DAN CAREY (producteur de Something) : Comment se présente l'Echo Forecast la semaine prochaine ? Faut-il prendre ses précautions ?
CP :
(Sourire.) Il faut expliquer ce qu’est l’Echo Forecast. J’avais des prises de chant délicates à faire pour l’album, comme sur les chansons Cool As A Fire ou Frigid Spring, alors on avait mis au point un signal qui me permettait de savoir précisément quand je devais commencer à vocaliser. On a baptisé ce système Echo Forecast. L'expression est ensuite devenue une tarte à la crème que nous utilisions pour parler de tout et de rien, du beau temps, etc. À la base, nous n’avions aucune idée de la personne avec laquelle nous devions enregistrer. C’est vrai que nous avions bossé un peu avec Chris Taylor (Grizzly Bear, CANT), qui est très talentueux, mais ce n’était pas la bonne solution. Alors notre label a organisé des rendez-vous avec différents producteurs. À peine cinq minutes ont suffi pour réaliser que Dan était l’homme de la situation. Son sens de l’humour, sa chemise mal boutonnée, ses cheveux hirsutes, les faux squelettes humains accrochés dans les coins, ses chaussettes de couleurs différentes… Le courant est passé immédiatement et nous avons commencé à travailler à partir des démos que nous avions largement ébauchées. Dan nous a aidés à les équilibrer et à densifier l’identité de chaque son, à rendre les tonalités chaudes encore plus luxuriantes, et les teintes froides encore plus glaciales, comme des cris de dragons argentés. Wrong Opinion est un bel exemple. Dan a aussi un passé dub et on retrouve de légères touches d’échos typiques de ce genre. En ce qui concerne l’intervention tardive d’Alan Moulder sur I Belong In Your Arms et Met Before, tout s’est déroulé via… Skype !

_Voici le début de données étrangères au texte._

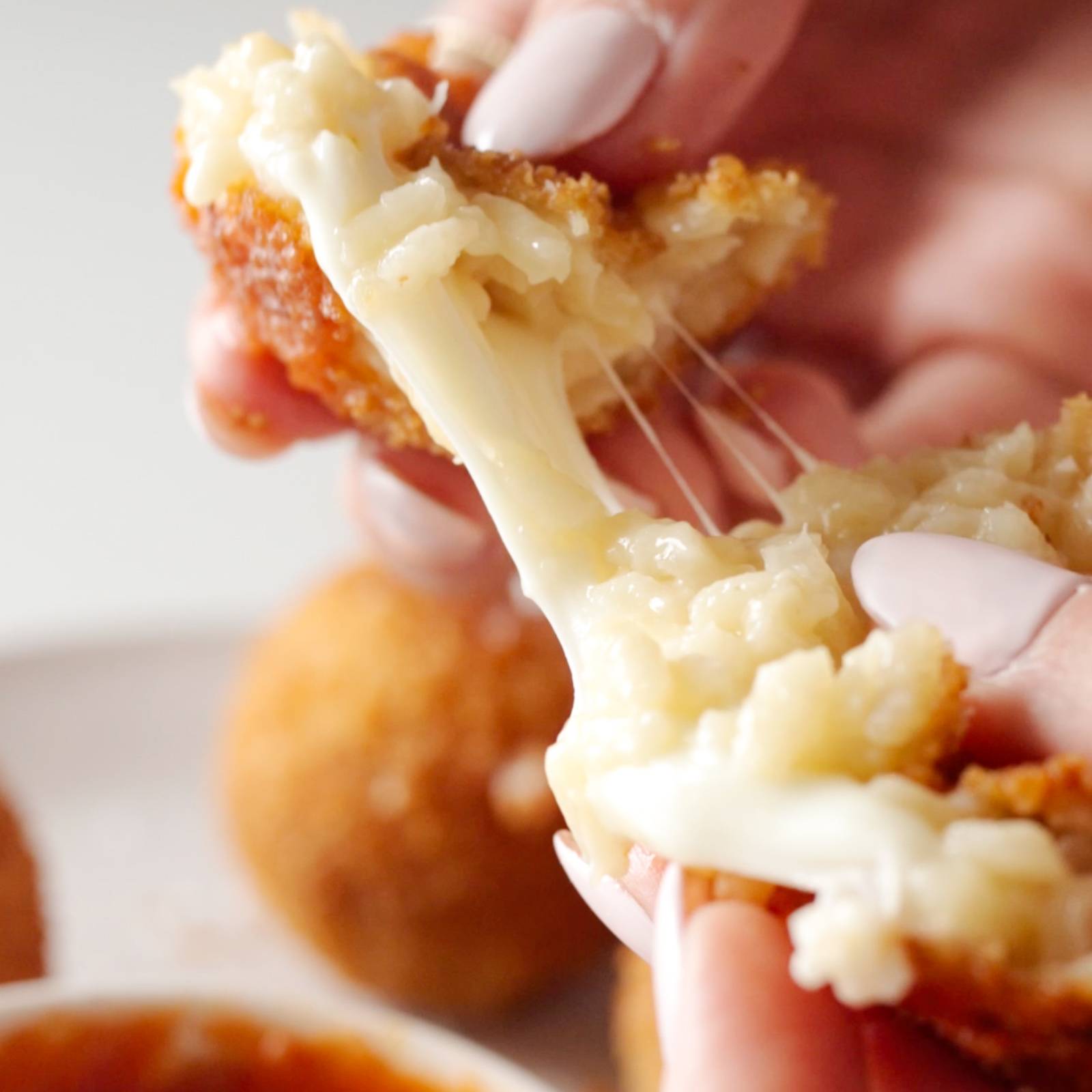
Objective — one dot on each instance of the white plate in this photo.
(107, 753)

JORGE ELBRECHT (Violens) : L'invention de la guitare électrique a fait naître le rock'n'roll, et celle du sampler le hip hop. A/Pensez-vous que le nouveau genre musical sera lié à une invention ? B/Cette invention sera-t-elle désignée par un mot qui inclura le terme “hyphen” ?
CP :
La dernière invention qui a touché la musique, c'est peut-être l'ordinateur portable avec le logiciel GarabeBand incorporé, qui permet à n’importe quel gamin d’enregistrer à domicile.

PW : Mais Jorge parle carrément d'un nouveau genre musical à part entière.

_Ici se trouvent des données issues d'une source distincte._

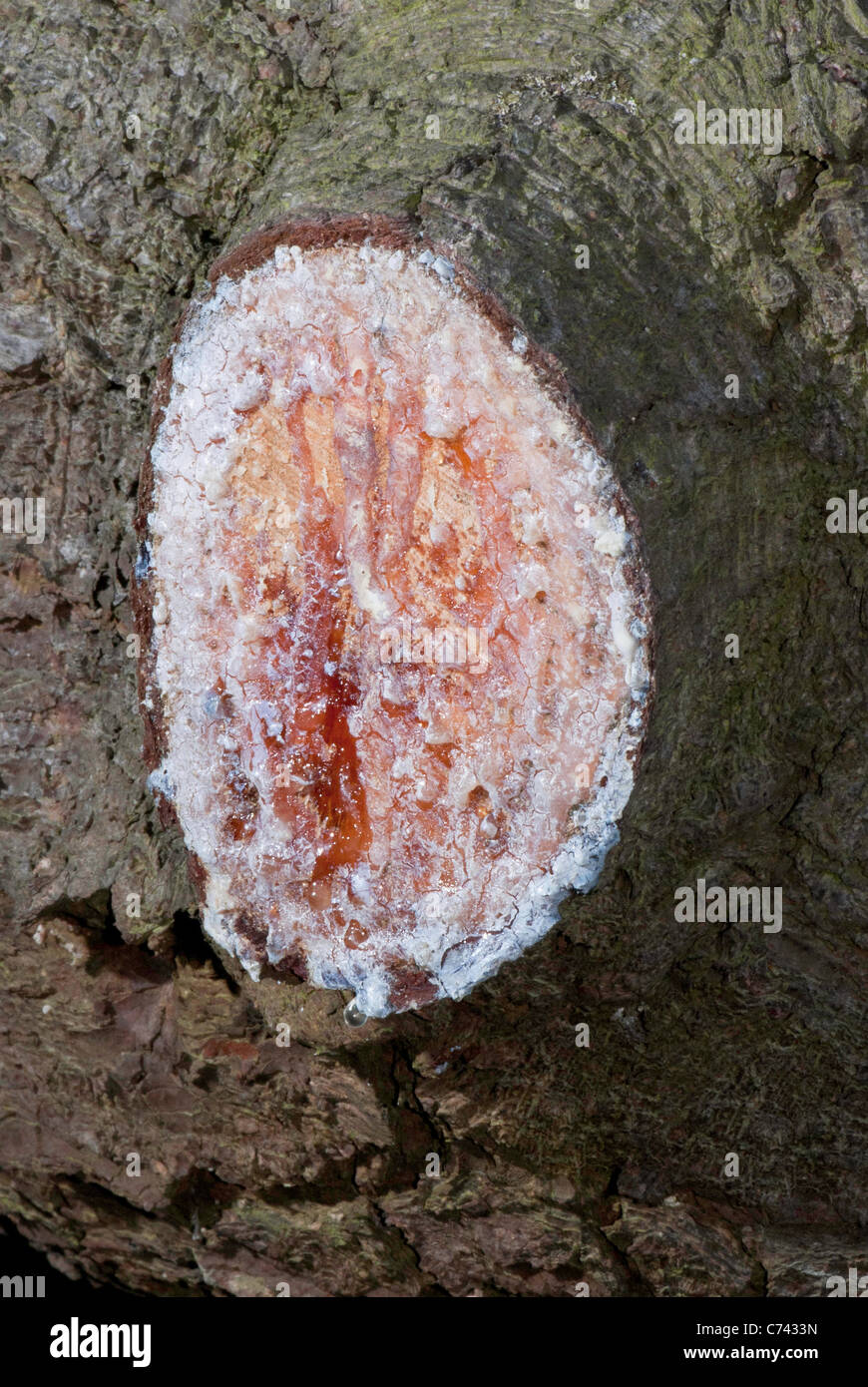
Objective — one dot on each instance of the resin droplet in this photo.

CP : Ah oui… Björk a inventé des instruments pour son dernier album ? C’est de la connerie pure ! J’ai vu une vidéo de son engin, c’est un gadget géant, sûrement très amusant et très cher, mais dont je peux reproduire les sonorités en deux secondes sur mon ordi… Nous discutons sans arrêt de musique avec Jorge, de l’évolution de nos groupes respectifs, des nouvelles techniques sur lesquelles nous bossons – Jorge est un féru de l’enregistrement, moi je me concentre plutôt sur les arrangements et l’exécution –, de notre méfiance commune vis-à-vis la commercialisation actuelle de la musique, etc. Avec le temps, il a peut-être réussi à me persuader que la sobriété vestimentaire était le meilleur moyen de représenter sa musique, alors que j’avais naturellement tendance à aller vers l’excentricité, mais le but n’est pas de convaincre l’autre. Jorge et moi n’avons pas formé de groupe à proprement parler, mais nous avons réalisé un album ensemble il y a un an. Nous ne sommes pas pressés de le mixer, ni de le sortir… Je ne m’imagine pas vivre avec quelqu’un qui ne parlerait pas de musique avec moi. J’ai toujours été attirée par les musiciens à l’école, ou par des artistes passionnés. L’art nourrit mes rêves et retrouver cela chez l’autre est le minimum pour que je puisse être attirée. Ce n’est peut-être pas une bonne chose, Marina Abramovic disait “qu’un artiste ne devrait pas tomber amoureux d’un autre artiste”, mais je ne peux pas faire autrement. La musique est toute ma vie.